During the day Saturday, another shortwave will dive down the NW flow behind the Plains wave into the Rockies, acting to finally kick the systems east. The upper ridge will be forced SW and will continue to slowly retrograde as we push into the extended. However, for Sunday, the cold front will stretch across our area and elongate as it stalls, while that secondary shortwave pulls another slug of moisture out of the Gulf and toward the Southern Appalachians, keeping pops in the area through at least Monday morning, though the ECMWF is a little slower with the final kick and doesn't move pops out until Monday evening. Where the front ends up across the area Sunday into Monday will of course significantly impact temperatures and confidence is low, but for now given the pattern figured it's better to err on the warm side so generally trended toward the slower ECMWF. Even so, Monday highs will be much more reasonable (still above normal), with improvement expected into the extended as the front finally scours the airmass out.

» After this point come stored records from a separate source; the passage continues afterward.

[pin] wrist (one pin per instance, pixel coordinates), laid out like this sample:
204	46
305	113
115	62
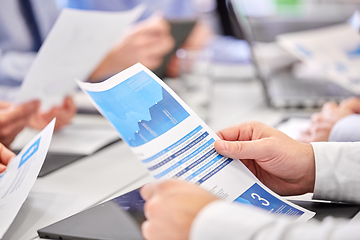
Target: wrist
310	171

LONG TERM /MONDAY NIGHT THROUGH THURSDAY/... As of 230 PM EST Thursday: Behind the front Monday night into Tuesday, conditions look much more seasonable (still slightly above normal temperatures) and overall pleasant with dry high pressure dominating the area into Tuesday night. The upper ridge will be over the western Caribbean by this point, but a deepening trough across the Desert SW (cutoff low on the ECMWF but sharp/deep trough on GFS) will start raising some ruckus for the end of the period. Another round of moisture will lift toward the area during the day on Wednesday as, once again, low-level WAA increases around the western periphery of the surface high that will be centered just off the NC/VA coast. Differences in the operational models become more unsurprisingly more significant toward the end of the period, but generally still looks like moisture will be lingering with temperatures remaining above normal.